GPUifyLoops.jl
GPUifyLoops.jl copied to clipboard
[WIP] Add support for ROCm
This is nowhere near ready to go yet, but I wanted to get this posted since things are progressing well for AMDGPU support overall :slightly_smiling_face:
TODO:
- [x] Add synchronization to AMDGPUnative, and then use it here
- [x] Merge JuliaGPU/AMDGPUnative.jl#6 for math intrinsics support
- [ ] Implement some means to select the desired backend
- [ ] Enable scratch and shmem support, and test them
- [ ] Ensure CI passes on some version of Julia (requires LLVM 7.0+ and probably JuliaLang/julia#31970)

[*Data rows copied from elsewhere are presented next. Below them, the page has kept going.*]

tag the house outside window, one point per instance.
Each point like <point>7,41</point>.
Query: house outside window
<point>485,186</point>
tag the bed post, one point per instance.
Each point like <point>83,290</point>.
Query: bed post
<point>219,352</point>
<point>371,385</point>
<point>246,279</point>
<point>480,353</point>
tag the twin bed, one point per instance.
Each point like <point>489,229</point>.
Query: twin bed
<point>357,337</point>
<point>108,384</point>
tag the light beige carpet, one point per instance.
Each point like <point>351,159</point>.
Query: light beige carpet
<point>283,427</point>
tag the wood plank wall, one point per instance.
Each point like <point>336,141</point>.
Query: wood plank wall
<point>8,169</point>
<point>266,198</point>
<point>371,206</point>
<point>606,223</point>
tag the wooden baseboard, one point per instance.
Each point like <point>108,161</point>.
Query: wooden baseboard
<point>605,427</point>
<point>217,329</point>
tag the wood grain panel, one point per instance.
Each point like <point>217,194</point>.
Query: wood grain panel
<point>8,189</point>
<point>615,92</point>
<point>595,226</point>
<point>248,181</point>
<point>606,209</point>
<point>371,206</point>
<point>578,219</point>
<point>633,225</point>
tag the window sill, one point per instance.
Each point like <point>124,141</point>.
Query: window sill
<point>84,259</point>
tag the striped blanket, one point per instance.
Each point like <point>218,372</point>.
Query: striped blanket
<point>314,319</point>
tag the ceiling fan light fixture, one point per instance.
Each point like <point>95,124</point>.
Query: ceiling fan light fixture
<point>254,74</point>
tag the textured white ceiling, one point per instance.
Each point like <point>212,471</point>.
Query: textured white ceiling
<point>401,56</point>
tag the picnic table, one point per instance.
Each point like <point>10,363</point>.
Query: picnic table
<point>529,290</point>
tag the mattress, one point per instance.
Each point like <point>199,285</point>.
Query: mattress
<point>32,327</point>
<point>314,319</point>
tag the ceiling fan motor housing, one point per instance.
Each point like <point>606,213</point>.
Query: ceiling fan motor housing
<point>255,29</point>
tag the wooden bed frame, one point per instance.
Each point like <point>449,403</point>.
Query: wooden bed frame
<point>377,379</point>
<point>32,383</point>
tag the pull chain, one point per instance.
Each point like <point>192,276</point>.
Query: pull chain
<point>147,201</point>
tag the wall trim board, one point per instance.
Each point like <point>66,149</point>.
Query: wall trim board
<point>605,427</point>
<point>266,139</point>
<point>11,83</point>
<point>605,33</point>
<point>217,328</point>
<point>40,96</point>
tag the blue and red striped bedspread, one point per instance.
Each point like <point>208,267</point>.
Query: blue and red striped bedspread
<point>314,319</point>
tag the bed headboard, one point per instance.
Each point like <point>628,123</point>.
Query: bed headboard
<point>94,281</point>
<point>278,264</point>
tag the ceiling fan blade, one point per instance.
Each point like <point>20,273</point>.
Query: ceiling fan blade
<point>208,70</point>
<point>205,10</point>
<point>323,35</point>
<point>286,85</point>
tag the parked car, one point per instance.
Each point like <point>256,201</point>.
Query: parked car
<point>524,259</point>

- [ ] (Optional) Add aliases for
threads,blocks, etc. to AMDGPUnative
Related #63
Ok, this is now working for me, albeit without synchronization (I still have to add those intrinsics to AMDGPUnative). Slightly modified example from the GPUifyLoops docs:
using GPUifyLoops, AMDGPUnative, HSARuntime
function kernel(A)
@loop for i in (1:size(A,1);
threadIdx().x)
A[i] = 2*A[i]
end
# TODO: @synchronize
return nothing
end
kernel(A::HSAArray) = @launch ROC() kernel(A, groupsize=length(A))
data = HSAArray(rand(Float32, 1024))
kernel(data)
We should probably define threadIdx etc. in GPUIfyLoops, users currently still have to manually do using CUDAnative to get them.